Credit: Reuters/Akintunde Akinleye
OLOIBIRI Nigeria (Reuters) - When foreign oil explorers first arrived in his remote Nigerian village, Sunday Inengite Ikpesu welcomed them with open arms thinking they were here to expand the community's palm oil trade.
World
More than 50 years later, the frail 75-year-old chief of Oloibiri still regrets his naivety.
"They told the elders they were looking for oil. We were excited because we thought it was palm oil," Ikpesu said sitting on his porch in his simple one-storey home close to where Shell D'Arcy, the predecessor to today's Shell Nigeria, drilled the country's first oil well in 1956.
"Our happiness later turned into sorrow when we saw the oil spills."
After five decades of widespread pollution, corruption and conflict, Nigeria's oil saga offers countless lessons of what not to do as a major energy producer.
The OPEC member has seen over 2,400 oil spills since 2006, many of them left to fester in the creeks of the Niger Delta.
Its oil-stained waterways and devastated fishing stocks offer a stark warning for the United States as it tries to clean up its worst ever oil spill in the Gulf of Mexico.
Millions of gallons of oil have poured in the U.S. Gulf since an April 20 offshore rig blast killed 11 workers and blew out a BP well.
The spill has soiled 120 miles of U.S. coastline, imperiled multi-billion dollar fishing and tourism industries and killed birds, sea turtles and dolphins.
Shell's chairman in Nigeria, Mutiu Sunmonu, told Reuters comparing the Niger Delta to the Gulf of Mexico was unfair, pointing out the majority of spills in Nigeria are caused by sabotage and oil thieves tapping into pipelines.
The Anglo-Dutch firm says it is committed to cleaning up spills whatever their cause, but says armed gangs and even local communities sometimes prevent it reaching spill sites.
HISTORY LESSON
Studying Nigeria's oil history also provides cautionary tales for newer oil producers, like fellow West African nation Ghana, that are hoping to prevent the natural resource from becoming a curse for their own economies.
Standard Bank has estimated the Nigerian government received a nominal $436 billion in direct hydrocarbon revenues and taxes between 1970 and 2007, or around $1.2 trillion in today's money.
Decades of government mismanagement and corruption have lined the pockets of a small elite, while the vast majority of Nigeria's 140 million people survive on less than $2 a day.

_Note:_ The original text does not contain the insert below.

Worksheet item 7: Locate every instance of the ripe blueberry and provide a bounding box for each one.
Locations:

"We regret it. Now we come to understand oil is so important," Ikpesu said, his voice growing louder.
"If given the power ... to bring in the companies that have sucked us dry, I wouldn't mind killing everybody like they killed our people with their pollution," he shouted.
COCOYAMS, HAND FISHING
Before the discovery of oil, cocoyams in Oloibiri were as big as a child's arm and villagers could catch fish with their bare hands in the local pond, according to the local priest.
"If you go into the bush, our ponds are no longer holding fish. The area with palm oil is no longer yielding," said Rev. Sunny Ikobho. "This is because of this crude oil."
The remote village, located within a 40-minute drive from the Bayelsa state capital of Yenagoa, shows little evidence that it was once the main center of oil production in Africa.
At the side of the road to Oloibiri, a simple black stained sign says "Oloibiri Well, drilled June 1956, 12,008 feet," marking the spot where oil was first discovered in Africa's most populous country. Output from the well stopped decades ago.
Most of the buildings are small one or two-storey homes with corrugated roofs, while roads are dotted with gigantic potholes. Mains electricity is unreliable and so is the water supply.
"We didn't get any of the (oil) profits, we didn't get anything," Goodnews Ngieri, a 74-year-old farmer, said wearing a tattered old shirt with torn jeans. "This is why you see the place like it is."